Back in September this year, Future Meat Technologies secured $2.2M (nearly €1.8M) seed funding from Tyson Ventures, the venture capital arm of Tyson Foods alongside Neto Group, HB Ventures, S2G Ventures, BitsXBites, and Agrinnovation.
Aleph Farms (Israel)
Founder/s: Didier Toubia, Shulamit Levenberg
Founded year: 2017
Funding: €13.1M
Aleph Farms is a food company that was co-founded with the food-tech incubator, The Kitchen Hub, and Prof. Shulamit Levenberg of the Technion Institute of Technology, Israel.
It cultivates real steak without harming animals or the environment. The company touts that it is actively engaging with livestock farmers to integrate cultivated meat into a solution set to resolve challenges faced by the agriculture industry. According to the company, Aleph is the first letter of the oldest alphabetic writing system, developed 1800 BC. Aleph has the meaning of the word “ox” and its typographic symbol represents the ox head.
Biotech Foods (Spain)
Founder/s: San Sebastián
Founded year: 2017
Funding: €2.2M
Lab-grown meat project ‘Meat4all’ is led by Spanish firm BioTech Foods and its Ethicameat B2B concept. BioTech Foods has been working on developing its cultured meat, which it supplies to food business customers, known as ‘Ethicameat‘ since 2017.

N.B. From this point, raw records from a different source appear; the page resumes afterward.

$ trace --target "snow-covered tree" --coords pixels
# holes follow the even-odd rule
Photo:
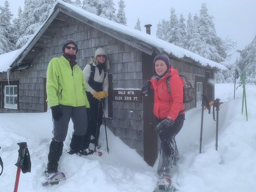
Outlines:
[[[175,13],[175,9],[173,7],[171,9],[170,16],[169,30],[167,33],[166,40],[169,43],[177,45],[182,41],[182,38],[179,27],[179,21]]]
[[[240,58],[236,64],[243,71],[246,70],[247,83],[256,84],[256,35],[251,43],[238,51]]]
[[[40,15],[38,14],[39,3],[38,0],[25,0],[21,26],[22,31],[25,31],[28,27],[39,22]],[[23,34],[27,35],[30,34]]]
[[[74,4],[76,6],[78,7],[82,7],[82,3],[81,3],[81,1],[80,0],[76,0]]]
[[[0,41],[2,46],[6,46],[2,47],[3,50],[2,52],[4,53],[16,49],[15,44],[18,38],[17,28],[11,23],[11,19],[13,15],[10,11],[8,1],[6,1],[4,6],[0,7],[0,26],[2,28],[0,31],[1,35]]]
[[[115,15],[115,8],[114,7],[115,4],[113,0],[102,0],[100,1],[101,11],[99,16],[109,20],[116,22],[117,20]]]
[[[140,31],[141,31],[141,22],[140,20],[140,18],[138,18],[137,20],[137,22],[136,25],[134,26],[134,28]]]
[[[97,1],[97,0],[83,0],[82,8],[89,12],[99,15],[98,10],[100,8]]]
[[[13,23],[15,27],[18,29],[18,34],[19,37],[23,33],[23,31],[22,31],[20,30],[22,25],[22,9],[20,6],[19,7],[18,12],[18,18],[15,18],[13,19]]]
[[[198,32],[201,40],[208,49],[204,52],[205,56],[203,56],[219,63],[227,58],[228,50],[224,40],[217,36],[213,23],[214,17],[208,12],[206,3],[202,3],[198,19]]]
[[[117,22],[119,23],[126,25],[127,24],[127,19],[125,16],[125,13],[124,9],[126,6],[123,0],[120,0],[118,4],[119,8],[118,13],[116,14]]]
[[[167,40],[167,34],[170,31],[170,21],[164,19],[157,24],[157,26],[156,37],[165,41]]]
[[[177,45],[183,48],[184,48],[184,40],[186,34],[186,25],[184,23],[185,20],[185,19],[183,17],[183,14],[182,13],[180,14],[179,21],[179,28],[180,33],[182,41],[179,42],[179,44]]]
[[[38,21],[39,24],[41,25],[47,18],[55,1],[55,0],[41,0],[40,1],[40,4],[37,11],[37,13],[40,15],[39,20]]]
[[[103,18],[116,21],[114,5],[113,0],[84,0],[82,7],[87,11]]]

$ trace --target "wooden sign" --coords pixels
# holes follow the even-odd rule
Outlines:
[[[118,89],[113,90],[113,101],[128,102],[142,102],[140,90]]]

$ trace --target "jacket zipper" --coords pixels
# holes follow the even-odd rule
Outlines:
[[[162,89],[161,90],[161,92],[160,92],[160,94],[162,94],[162,91],[163,91],[163,90],[164,89],[164,85],[163,85],[163,86],[162,86]]]
[[[62,90],[63,90],[63,88],[61,89],[61,90],[60,90],[60,96],[61,96],[61,98],[60,99],[61,100],[62,99]]]
[[[76,98],[76,106],[77,106],[77,96],[76,95],[76,84],[75,84],[75,79],[74,77],[74,76],[73,75],[73,69],[74,67],[74,66],[73,66],[73,68],[71,67],[71,66],[70,66],[70,68],[71,69],[71,70],[72,71],[72,76],[73,77],[73,82],[74,83],[74,88],[75,90],[74,93],[75,93],[75,97]]]

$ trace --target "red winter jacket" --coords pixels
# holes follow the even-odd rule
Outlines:
[[[155,76],[150,79],[151,88],[155,91],[154,114],[158,119],[167,118],[175,121],[179,112],[185,109],[183,104],[184,83],[178,74],[178,70],[170,66],[169,72],[158,81]],[[172,76],[170,81],[170,93],[167,91],[166,85],[169,75]]]

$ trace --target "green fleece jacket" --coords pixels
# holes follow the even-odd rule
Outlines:
[[[46,101],[50,107],[59,104],[90,107],[85,92],[85,79],[79,66],[74,66],[72,71],[64,57],[54,58],[49,63],[46,77]]]

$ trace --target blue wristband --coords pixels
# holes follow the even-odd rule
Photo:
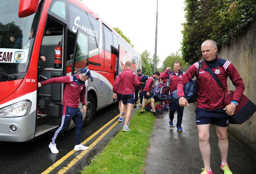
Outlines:
[[[235,103],[235,104],[236,104],[236,106],[238,106],[238,104],[239,104],[239,103],[238,103],[238,102],[235,102],[234,101],[232,101],[231,102],[231,103]]]

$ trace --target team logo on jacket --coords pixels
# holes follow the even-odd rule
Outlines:
[[[215,70],[215,74],[219,74],[220,73],[220,70]]]

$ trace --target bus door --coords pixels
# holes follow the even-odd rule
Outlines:
[[[38,60],[39,82],[62,76],[66,26],[48,16],[45,26]],[[42,57],[45,60],[42,60]],[[63,65],[63,64],[65,64]],[[64,85],[53,84],[38,89],[35,137],[55,129],[61,119]],[[38,112],[38,110],[39,111]]]
[[[89,61],[89,35],[83,30],[79,28],[76,33],[76,42],[75,43],[74,58],[73,60],[72,74],[77,74],[80,73],[80,70],[84,68],[88,68]],[[85,101],[87,101],[88,95],[88,80],[91,80],[90,78],[86,80],[86,92],[85,94]],[[88,104],[88,101],[86,104]],[[79,103],[79,109],[82,111],[83,106],[81,102]],[[87,113],[91,112],[89,108],[87,107]],[[82,112],[83,115],[83,120],[84,122],[86,119],[86,113]],[[90,114],[89,115],[90,115]],[[70,123],[71,124],[71,123]]]

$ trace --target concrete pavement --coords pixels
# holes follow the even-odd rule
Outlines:
[[[177,131],[176,112],[174,126],[169,125],[168,111],[157,116],[150,138],[150,147],[144,171],[147,174],[201,174],[203,163],[199,150],[195,123],[195,105],[185,107],[182,124],[182,132]],[[256,154],[229,134],[228,162],[236,174],[256,174]],[[221,158],[214,126],[210,127],[211,167],[213,174],[223,174]]]

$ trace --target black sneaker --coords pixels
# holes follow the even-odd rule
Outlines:
[[[153,114],[154,116],[156,116],[159,115],[159,113],[157,113],[156,112],[153,112]]]

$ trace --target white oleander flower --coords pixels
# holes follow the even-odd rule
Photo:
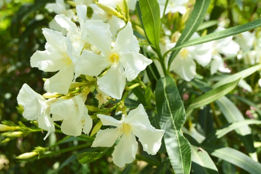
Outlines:
[[[67,30],[67,36],[70,38],[76,56],[78,56],[86,42],[82,39],[82,35],[83,33],[87,32],[83,27],[86,19],[87,6],[85,5],[77,5],[76,6],[76,10],[80,24],[79,27],[64,14],[56,15],[55,19],[62,27]]]
[[[79,94],[68,99],[59,99],[50,107],[53,120],[63,120],[61,130],[66,135],[77,136],[82,132],[88,134],[92,128],[92,120],[88,114],[84,104],[86,96],[83,95]]]
[[[56,0],[55,3],[48,3],[45,6],[45,8],[50,12],[64,14],[70,18],[72,18],[74,15],[74,12],[71,9],[66,9],[64,0]]]
[[[117,34],[121,28],[125,26],[124,21],[114,15],[109,14],[95,3],[90,4],[93,12],[91,19],[102,20],[104,22],[110,25],[110,30],[112,33],[112,39],[115,41]]]
[[[23,107],[23,116],[28,120],[37,120],[39,127],[48,131],[44,140],[51,132],[55,131],[55,126],[50,116],[50,105],[54,101],[53,98],[45,99],[27,84],[24,84],[19,91],[17,99],[18,104]]]
[[[199,37],[195,33],[191,39]],[[196,61],[205,67],[211,60],[211,45],[208,43],[182,48],[171,64],[170,71],[173,71],[186,81],[194,79],[196,73]]]
[[[96,37],[93,37],[94,40],[90,42],[101,53],[83,50],[75,70],[79,71],[78,74],[96,76],[110,68],[102,77],[98,78],[98,86],[108,95],[120,99],[126,79],[129,81],[133,80],[152,61],[139,53],[138,41],[133,34],[130,22],[119,32],[112,49],[112,34],[108,29],[107,34],[93,33],[93,36]]]
[[[129,8],[132,10],[135,10],[137,0],[126,0]],[[106,4],[112,6],[114,8],[116,8],[118,5],[121,9],[123,9],[123,0],[99,0],[99,3]]]
[[[104,125],[116,128],[99,130],[92,147],[111,147],[119,139],[112,154],[113,162],[118,167],[123,167],[135,159],[138,149],[135,136],[148,154],[155,155],[159,150],[165,131],[151,126],[141,104],[127,116],[123,115],[121,120],[103,114],[97,116]]]
[[[221,31],[224,28],[219,27],[215,31]],[[230,73],[231,70],[225,67],[221,54],[225,56],[236,56],[239,51],[239,45],[233,41],[233,36],[209,42],[211,44],[212,59],[210,65],[210,74],[215,74],[218,70],[222,73]]]
[[[43,28],[47,43],[45,50],[36,51],[31,57],[32,67],[44,72],[59,72],[45,82],[45,89],[49,92],[66,94],[73,79],[75,58],[68,37],[61,32]]]

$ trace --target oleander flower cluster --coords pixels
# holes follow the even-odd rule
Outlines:
[[[92,113],[91,117],[85,104],[93,95],[99,103],[98,108],[113,101],[116,102],[115,107],[122,112],[126,108],[123,94],[127,84],[152,62],[139,53],[139,42],[130,21],[115,16],[106,19],[106,12],[101,8],[97,11],[102,10],[100,14],[104,17],[98,17],[95,12],[92,17],[87,17],[87,5],[94,9],[99,8],[98,5],[111,5],[113,9],[122,1],[101,0],[98,5],[91,1],[75,2],[76,15],[66,8],[63,0],[57,0],[46,6],[57,14],[50,23],[53,29],[42,29],[45,49],[36,51],[30,58],[30,64],[45,72],[52,72],[53,76],[44,79],[46,93],[43,95],[27,84],[23,85],[17,97],[23,116],[28,120],[37,120],[39,127],[47,131],[44,140],[55,132],[57,125],[67,135],[89,134],[94,117],[99,118],[105,126],[116,126],[99,131],[92,147],[111,147],[120,140],[112,154],[114,163],[119,167],[135,159],[138,145],[135,136],[144,151],[156,154],[164,131],[151,125],[141,104],[128,115],[126,111],[123,113],[121,120],[107,115],[109,111],[104,113],[107,115]],[[129,2],[130,9],[133,9],[135,0]]]

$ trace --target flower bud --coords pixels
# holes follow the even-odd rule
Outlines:
[[[15,131],[10,132],[9,134],[7,134],[6,137],[21,137],[23,135],[23,132],[21,131]]]
[[[20,155],[19,156],[16,157],[16,159],[23,160],[27,159],[34,157],[36,155],[38,155],[38,153],[36,152],[26,152],[24,154]]]
[[[0,131],[7,131],[9,130],[14,130],[19,129],[19,127],[9,126],[4,124],[0,124]]]

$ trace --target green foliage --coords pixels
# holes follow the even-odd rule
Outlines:
[[[171,165],[176,173],[189,174],[191,165],[190,144],[181,131],[186,113],[175,82],[171,77],[166,76],[159,80],[155,96],[160,127],[165,130],[164,142]]]
[[[38,92],[44,92],[42,79],[52,73],[31,68],[30,57],[36,50],[44,49],[41,29],[49,27],[55,15],[45,6],[54,1],[11,0],[0,7],[0,161],[8,161],[0,169],[0,174],[260,173],[260,63],[249,64],[244,59],[221,54],[230,74],[211,75],[209,66],[197,65],[197,75],[190,82],[169,70],[183,48],[254,29],[257,40],[261,2],[190,0],[185,14],[176,12],[162,16],[156,0],[139,0],[136,11],[130,12],[128,0],[124,0],[121,9],[99,4],[110,15],[131,22],[140,53],[154,62],[128,83],[124,99],[108,98],[104,104],[107,107],[98,107],[95,93],[88,95],[85,104],[94,123],[89,135],[65,136],[56,124],[56,132],[44,141],[46,132],[43,133],[37,121],[29,122],[21,116],[23,109],[17,106],[16,96],[25,83]],[[75,11],[75,2],[68,2],[67,7]],[[88,17],[93,10],[88,7]],[[227,29],[213,32],[220,20],[226,22]],[[176,31],[181,32],[180,36]],[[196,31],[201,36],[190,40]],[[166,44],[165,36],[176,45],[164,52],[161,46]],[[253,47],[260,44],[256,42]],[[241,52],[239,54],[247,56]],[[94,78],[84,79],[91,81]],[[243,79],[252,90],[240,87],[239,82]],[[84,84],[76,82],[71,87],[78,89]],[[92,86],[92,92],[95,87]],[[118,111],[127,112],[139,103],[144,106],[151,124],[165,131],[162,144],[155,155],[143,152],[139,144],[135,160],[119,169],[112,163],[113,147],[91,147],[95,134],[104,128],[97,114],[115,115],[120,119]]]

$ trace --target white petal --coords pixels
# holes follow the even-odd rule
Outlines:
[[[124,167],[135,159],[137,150],[138,143],[134,135],[124,134],[112,154],[113,163],[120,168]]]
[[[28,120],[37,119],[48,107],[44,98],[26,84],[20,89],[17,99],[18,104],[23,106],[23,117]]]
[[[177,56],[172,62],[171,70],[187,81],[191,81],[196,75],[196,65],[191,57]]]
[[[100,130],[91,147],[111,147],[122,135],[120,128]]]
[[[83,26],[82,38],[98,48],[105,55],[111,51],[112,33],[110,25],[99,20],[87,20]]]
[[[210,64],[210,74],[211,75],[216,73],[222,63],[222,58],[219,55],[213,55],[213,58]]]
[[[47,79],[44,84],[44,88],[51,93],[67,94],[73,79],[73,68],[71,66],[68,68],[60,70],[55,75]]]
[[[138,53],[139,46],[136,37],[133,34],[132,28],[130,22],[128,22],[125,27],[120,31],[117,35],[113,50],[120,53],[133,51]]]
[[[50,46],[46,45],[47,47]],[[30,63],[32,67],[37,67],[44,72],[52,72],[57,71],[62,67],[63,65],[61,62],[63,58],[60,53],[55,51],[53,53],[47,50],[36,51],[31,57]]]
[[[124,120],[124,122],[125,123],[151,127],[148,115],[142,104],[139,104],[136,108],[130,110],[126,118]]]
[[[239,51],[239,45],[233,40],[219,49],[219,53],[226,56],[236,56]]]
[[[77,16],[81,20],[84,20],[86,17],[87,6],[85,5],[76,5]]]
[[[67,135],[77,136],[81,134],[82,127],[75,123],[74,118],[71,116],[67,120],[64,120],[61,125],[61,130]]]
[[[109,65],[107,59],[104,57],[91,51],[83,50],[75,65],[75,78],[81,74],[91,76],[98,76]]]
[[[122,121],[116,120],[115,118],[110,116],[97,114],[97,116],[100,118],[102,124],[105,126],[114,126],[116,127],[122,127]]]
[[[107,21],[106,23],[110,25],[110,29],[112,34],[112,40],[115,41],[120,29],[125,26],[125,22],[123,19],[114,15],[112,15],[109,20],[106,19],[104,21]]]
[[[43,28],[43,34],[47,43],[53,47],[63,52],[65,47],[65,37],[61,32],[49,28]]]
[[[131,125],[132,131],[138,138],[143,150],[148,154],[155,155],[161,145],[161,139],[164,134],[163,130],[156,129],[152,126]]]
[[[259,85],[260,87],[261,87],[261,79],[259,80]]]
[[[116,99],[121,99],[126,84],[126,78],[120,67],[111,67],[97,83],[100,90]]]
[[[138,74],[145,70],[152,61],[143,55],[134,52],[129,52],[121,55],[121,63],[124,68],[123,75],[129,81],[137,77]]]
[[[211,45],[207,43],[204,43],[198,46],[193,46],[195,47],[195,49],[191,52],[192,56],[196,62],[202,67],[206,66],[211,61],[210,46]]]
[[[38,122],[39,127],[48,131],[44,138],[44,140],[45,140],[51,133],[55,132],[55,125],[49,116],[47,115],[42,115],[39,117],[37,122]]]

With French company Organotechnie, which is one of the participants, the ‘Meat4all’ project aims to increase the production technology of cultured meat, work on market acceptance and carry out testing before its sales that is set to debut by July 2022. A few days back, the EU’s Horizon 2020 R&D funding framework programme granted €2.7M for this project.